People are already asking whether Nichols changed his identity back in 1978 because he was running from the law — and whether he could be the infamous serial killer called the Zodiac Killer, who was never caught.
A reporter asked U.S. Marshal Peter Elliot during a press conference Thursday if Nichols was the Zodiac Killer, and he said he couldn't say for sure — and that investigators are still trying to determine why he changed his identity.
"Someone out there may hold the key as to why," Elliot said. "We need the public's help as to why."
At Thursday’s press conference, officials revealed that Nichols was a World War II veteran and Purple Heart recipient. When he returned home, he burned his military uniforms, officials said at the press conference. He went missing in 1965, WJW in Cleveland reported.

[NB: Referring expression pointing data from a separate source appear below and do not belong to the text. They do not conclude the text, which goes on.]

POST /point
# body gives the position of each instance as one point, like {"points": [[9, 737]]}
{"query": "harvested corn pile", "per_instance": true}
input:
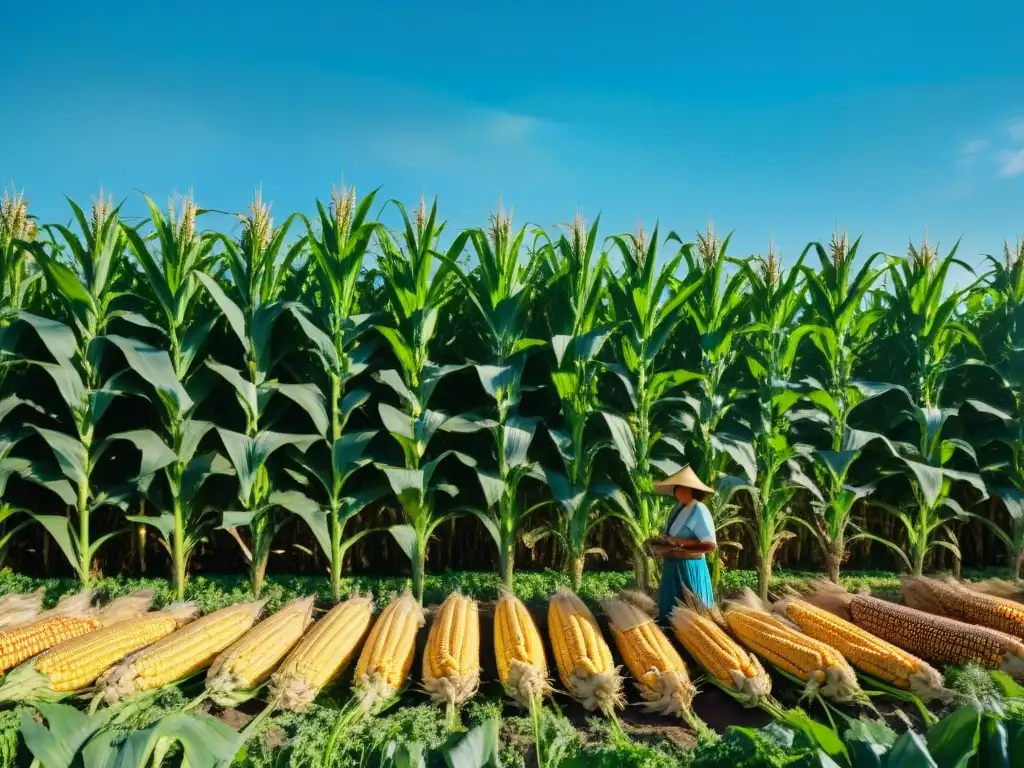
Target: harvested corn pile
{"points": [[936, 639], [819, 666], [179, 654], [71, 619], [583, 657], [865, 651], [660, 674], [721, 656], [952, 599], [522, 667], [387, 655], [323, 653], [242, 669], [452, 658], [76, 664]]}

The U.S Marshal's Office made a leap in their hunt for his identity when they discovered that the man underwent a medical procedure in 2000, and a tissue sample was available. That sample was tested against DNA databases, which led officials to Nichols’ living son Phil, who was present at the press conference. He provided a DNA sample to police, which confirmed that Chandler was Nichols.
"This put to rest a mystery within our family what happened to him," Phil said at the presser. "I hold no animosity whatsoever. I always hoped he found a happy life out there."
Online, true crime enthusiasts are already comparing Nichols' handwriting to that of the mysterious California killer.